Crikey journalist Tom Cowie writes: [link to www.crikey.com.au]
It had all the makings of yet another social media ‘fail’ (think #cashforyou and #qantasluxury). A big corporation looking to crowdsource a marketing campaign, before everything goes horribly wrong and the whole thing turns into a PR disaster. Except this time it wasn’t true.
In a series of stunning hoaxes aimed at embarrassing petroleum giant Shell, environmentalist activists Greenpeace created an entire website and social media campaign encouraging users to ‘take a moment’ and create a message promoting drilling in the Arctic. Green-thumbed Twitter users have deluged the site with images attacking Shell.
The website, which was launched in June, has sprung up again in recent days on Twitter, with some users and news sites believing the site to be legitimate Shell campaign. A blog on news site United Press International confessed yesterday that it had been hoaxed by the protest group.
The misguided trust is unsurprising. Greenpeace’s mock ‘Arctic Ready’ website looks impressively authentic, complete with articles about how melting ice caps are providing opportunities to explore the Arctic Ocean.
A Twitter account has been set up to promote the campaign.
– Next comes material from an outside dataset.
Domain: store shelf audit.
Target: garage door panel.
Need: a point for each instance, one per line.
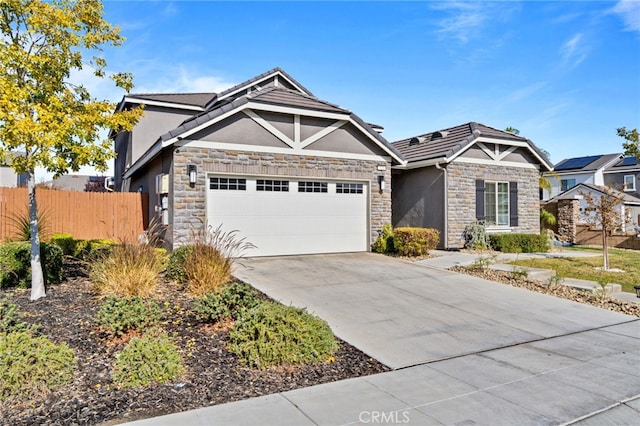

The hoax has even gone so far as to pretend Shell was investigating the hacked contest.
‘Shell Oil is crowdsourcing an ad campaign and hasn’t realized they’re being trolled… See it now before it’s taken down,’ wrote @MylesNye.
‘Shell just found out why you don’t let the internet write your ad campaign,’ tweeted @jamesmasente.
Some of the most popular slogans, which are set on top of images of polar bears, icebergs and narwhales, are pictured.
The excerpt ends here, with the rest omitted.